Sunday life: how to fix procrastination

This week I try self-binding


Apparently, Victor Hugo wrote nude. Which is not a pretty visual.

The writer also used to instruct his butler to hide his clothes so he couldn’t head outside for a wander when he was meant to be writing. Which makes me think, if only I had a butler. This column would’ve emerged in half the time and without ingestion of the following: a packet of wasabi peas, two pots of green tea (requiring a descaling of the kettle first and four visits to the loo), three spoonfuls of cashew spread straight from the jar (requiring seperate trips to the kitchen) and, regrettably, a dozen rounds of Angrybirds.

Writers notoriously struggle with procrastination, which is why there is so much written on the topic. Dailyroutines is a site dedicated to the tortured approaches writers implement to beat the tug of manana. It chronicles a litany of rigid techniques – John Grisham used to get up at 5, at his office writing by 5.30am; Kingsley Amis wouldn’t shower or dress until he’d written a certain wad of words.

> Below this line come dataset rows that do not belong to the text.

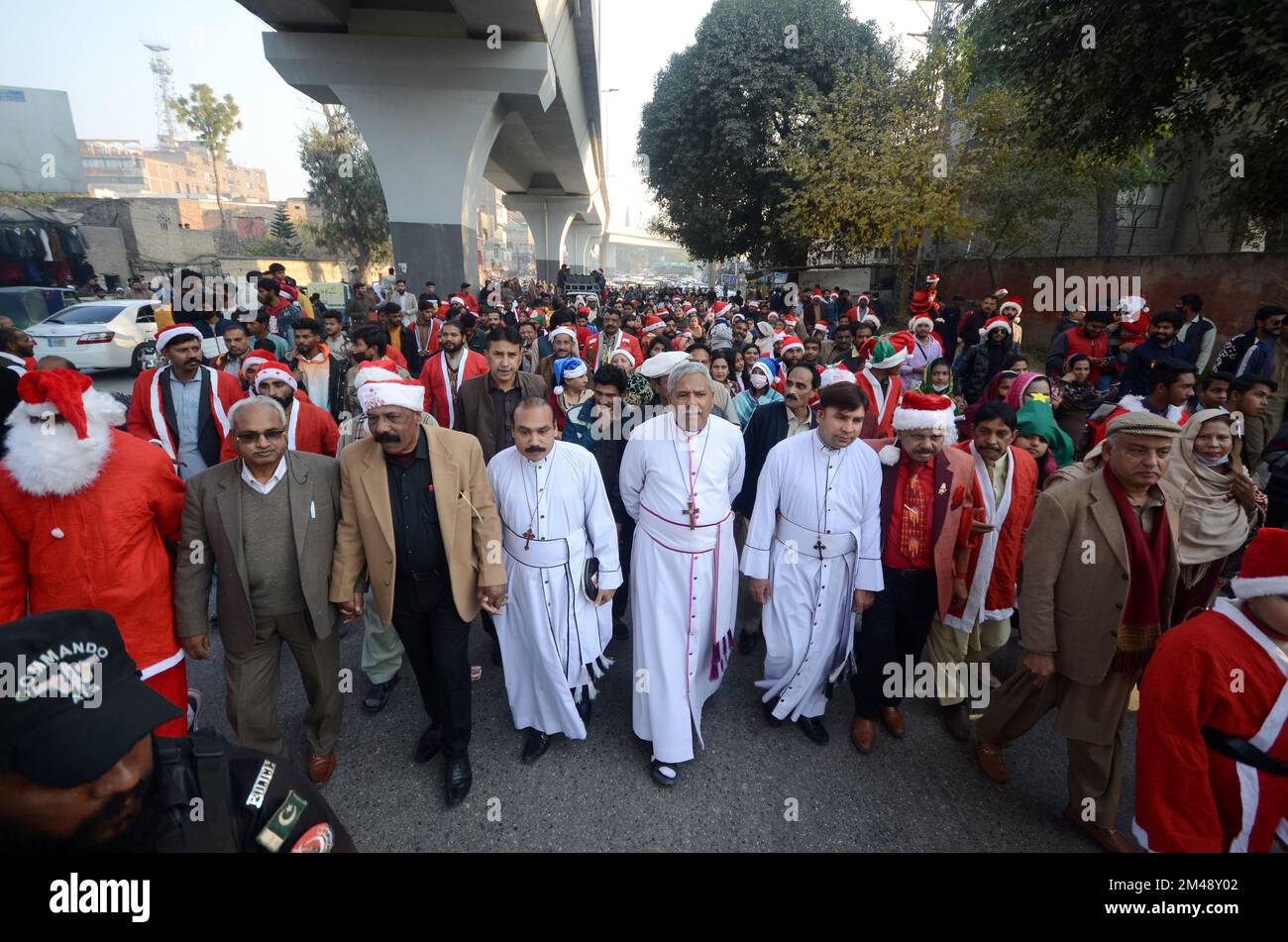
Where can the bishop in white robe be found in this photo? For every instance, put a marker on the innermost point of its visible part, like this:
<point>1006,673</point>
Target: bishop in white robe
<point>555,516</point>
<point>815,536</point>
<point>678,485</point>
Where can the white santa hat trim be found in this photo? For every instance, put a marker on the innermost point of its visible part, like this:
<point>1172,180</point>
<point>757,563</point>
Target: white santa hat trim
<point>408,394</point>
<point>275,370</point>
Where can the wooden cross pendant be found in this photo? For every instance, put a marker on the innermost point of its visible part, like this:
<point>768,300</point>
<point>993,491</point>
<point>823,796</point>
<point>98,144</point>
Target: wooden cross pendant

In the past few years, though, a ream (?) of academics have taken over the struggle, presumably to find a solution so they can get on with their dissertations. Professor Piers Steel, in his recent book The Procrastination Equation, says 95 per cent of people procrastinate, 20 per cent of us are chronic procrastinators and that this figure has quadrupled in 24 years, largely due to the unbounded distractions of the internet. The New Yorker recently described putting things off as “the quintessentially modern problem”. I think most of us would agree; it plagues us.

The newest research, however, has found procrastination has little to do with a lack of willpower. Which I guess is good news because that makes it sound like it’s not my fault that I’m still toggling to check my blog traffic as I write this. Steele explains when we dither it’s because our two decision making-centres – the prehistoric limbic system (which makes impulsive, delaying choices) and the neo-cortex (which can look ahead to the future consequences of doing so) are having a go-nowhere tug-of-war.

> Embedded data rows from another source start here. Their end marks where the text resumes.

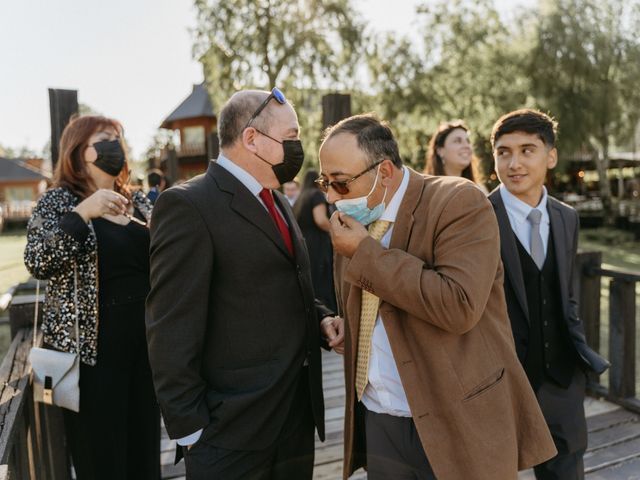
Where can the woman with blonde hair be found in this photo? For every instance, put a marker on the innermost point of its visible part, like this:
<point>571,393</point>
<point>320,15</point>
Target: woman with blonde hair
<point>89,237</point>
<point>450,153</point>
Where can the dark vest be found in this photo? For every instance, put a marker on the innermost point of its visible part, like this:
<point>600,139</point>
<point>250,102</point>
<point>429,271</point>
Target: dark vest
<point>550,356</point>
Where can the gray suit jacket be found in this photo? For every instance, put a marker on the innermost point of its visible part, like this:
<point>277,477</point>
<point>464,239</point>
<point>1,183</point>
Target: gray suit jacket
<point>564,231</point>
<point>231,315</point>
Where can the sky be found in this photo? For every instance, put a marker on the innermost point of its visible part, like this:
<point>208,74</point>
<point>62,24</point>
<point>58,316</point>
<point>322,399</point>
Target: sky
<point>128,59</point>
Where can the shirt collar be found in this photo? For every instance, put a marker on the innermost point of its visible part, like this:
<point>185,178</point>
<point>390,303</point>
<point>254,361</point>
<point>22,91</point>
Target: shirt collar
<point>391,211</point>
<point>241,174</point>
<point>519,209</point>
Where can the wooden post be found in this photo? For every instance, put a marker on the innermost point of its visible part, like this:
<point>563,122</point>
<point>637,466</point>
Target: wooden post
<point>587,290</point>
<point>55,443</point>
<point>62,105</point>
<point>21,312</point>
<point>622,338</point>
<point>172,165</point>
<point>335,107</point>
<point>213,147</point>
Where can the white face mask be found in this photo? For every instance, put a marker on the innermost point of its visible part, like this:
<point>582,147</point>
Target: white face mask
<point>357,207</point>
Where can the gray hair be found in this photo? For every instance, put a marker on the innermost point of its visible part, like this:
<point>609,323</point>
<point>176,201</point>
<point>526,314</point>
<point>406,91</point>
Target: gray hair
<point>236,113</point>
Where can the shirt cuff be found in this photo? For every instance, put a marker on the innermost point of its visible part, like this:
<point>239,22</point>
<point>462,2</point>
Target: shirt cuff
<point>190,439</point>
<point>73,224</point>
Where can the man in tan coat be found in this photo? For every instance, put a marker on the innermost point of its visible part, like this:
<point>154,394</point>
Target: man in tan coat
<point>434,387</point>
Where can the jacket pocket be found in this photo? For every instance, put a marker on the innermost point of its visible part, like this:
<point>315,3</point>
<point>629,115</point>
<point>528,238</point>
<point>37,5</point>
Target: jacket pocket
<point>485,385</point>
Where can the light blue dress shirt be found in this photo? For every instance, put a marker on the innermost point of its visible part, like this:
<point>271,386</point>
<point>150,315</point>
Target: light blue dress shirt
<point>517,211</point>
<point>384,393</point>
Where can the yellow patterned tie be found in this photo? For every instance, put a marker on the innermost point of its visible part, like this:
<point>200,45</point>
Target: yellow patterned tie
<point>368,315</point>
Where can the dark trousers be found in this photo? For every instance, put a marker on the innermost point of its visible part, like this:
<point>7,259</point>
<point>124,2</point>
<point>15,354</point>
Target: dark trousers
<point>394,450</point>
<point>563,410</point>
<point>290,457</point>
<point>116,434</point>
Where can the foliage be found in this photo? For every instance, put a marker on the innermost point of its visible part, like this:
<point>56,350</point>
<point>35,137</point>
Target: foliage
<point>585,67</point>
<point>261,43</point>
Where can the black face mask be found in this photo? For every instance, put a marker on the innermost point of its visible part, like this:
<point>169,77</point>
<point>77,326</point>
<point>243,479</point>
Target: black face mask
<point>291,162</point>
<point>110,157</point>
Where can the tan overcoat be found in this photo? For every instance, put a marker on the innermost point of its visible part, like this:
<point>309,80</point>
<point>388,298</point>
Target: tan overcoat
<point>443,307</point>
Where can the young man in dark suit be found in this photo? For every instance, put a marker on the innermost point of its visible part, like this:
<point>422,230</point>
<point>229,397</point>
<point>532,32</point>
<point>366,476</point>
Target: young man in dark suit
<point>539,237</point>
<point>232,326</point>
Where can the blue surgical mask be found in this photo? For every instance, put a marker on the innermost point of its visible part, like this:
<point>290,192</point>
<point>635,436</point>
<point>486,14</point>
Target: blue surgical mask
<point>358,209</point>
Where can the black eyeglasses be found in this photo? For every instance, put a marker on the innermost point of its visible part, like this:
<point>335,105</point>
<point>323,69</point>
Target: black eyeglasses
<point>342,187</point>
<point>275,94</point>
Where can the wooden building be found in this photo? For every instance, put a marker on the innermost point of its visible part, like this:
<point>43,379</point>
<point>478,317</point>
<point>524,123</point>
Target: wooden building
<point>22,181</point>
<point>196,123</point>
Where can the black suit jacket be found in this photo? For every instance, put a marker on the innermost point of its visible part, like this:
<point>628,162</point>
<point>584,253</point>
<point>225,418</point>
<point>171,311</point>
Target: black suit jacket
<point>564,231</point>
<point>231,315</point>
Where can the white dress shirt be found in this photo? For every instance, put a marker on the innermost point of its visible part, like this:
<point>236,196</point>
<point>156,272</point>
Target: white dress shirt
<point>518,211</point>
<point>384,392</point>
<point>255,188</point>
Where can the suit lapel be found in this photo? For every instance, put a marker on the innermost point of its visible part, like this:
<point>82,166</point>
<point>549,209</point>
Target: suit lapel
<point>294,230</point>
<point>509,251</point>
<point>399,239</point>
<point>245,204</point>
<point>559,238</point>
<point>405,218</point>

So what’s the solution if it’s not pulling your finger out and trying harder? Judging by the research I’ve been sidetracked with this week, it’s about self-binding. That is, creating your own boundaries, like having hired help hide your clothes or tie you to a ship’s mast (as Ulysses famously did to stop himself from being lured off track by those damn Sirens). Behavioural economist Dan Ariely speaking at BigThink reckons humans like being bound. He did an experiment with students where they were given the choice between handing in all work at the end of the semester, or having individual deadlines dispersed throughout, but with penalties imposed if these individual deadlines were missed. The students chose the latter, despite the risk of penalty. That’s how much they preferred being bound.

As I found this week, all kinds of gizmos are emerging to help us self-bind. SnuzNLuz is an alarm clock that, when you hit “snooze”, donates money to causes you hate. This week I paid $10 to download Freedom, a web program that blocks the internet for up to 8 hours. While I was at it, I also downloaded Anti-Social, which selectively blocks your social media sites only. Curiously it costs $5 more. Nora Ephron, Dave Eggers and Nick Hornby all use Freedom, which comes with the tagline:

“Freedom enforces freedom”

Did I experience enforced freedom? Yep. There’s a certain relief to be gleaned from not being contactable nor able to do “just a little bit more extra background reading“ before starting a job. Like going on a work trip where there’s no phone or internet reception. At first you’re outraged. Then you see it as a blessing.

Once Freedom was installed I sailed through the rest of this column. I didn’t move. When I wavered, and tried to toggle over to Twitter, the program screamed at me, “Freedom will not respond until your offline interval expires!” Just like my very own butler.

I’m reminded of something my meditation teacher Tim says to me when I whine about not having enough cash to take off to Bali. Or having to work over a weekend. “Ah, you’ve been rendered choiceless,” he says. He’s said it a few times, and always in a tone that indicates this is a good thing. I guess it is.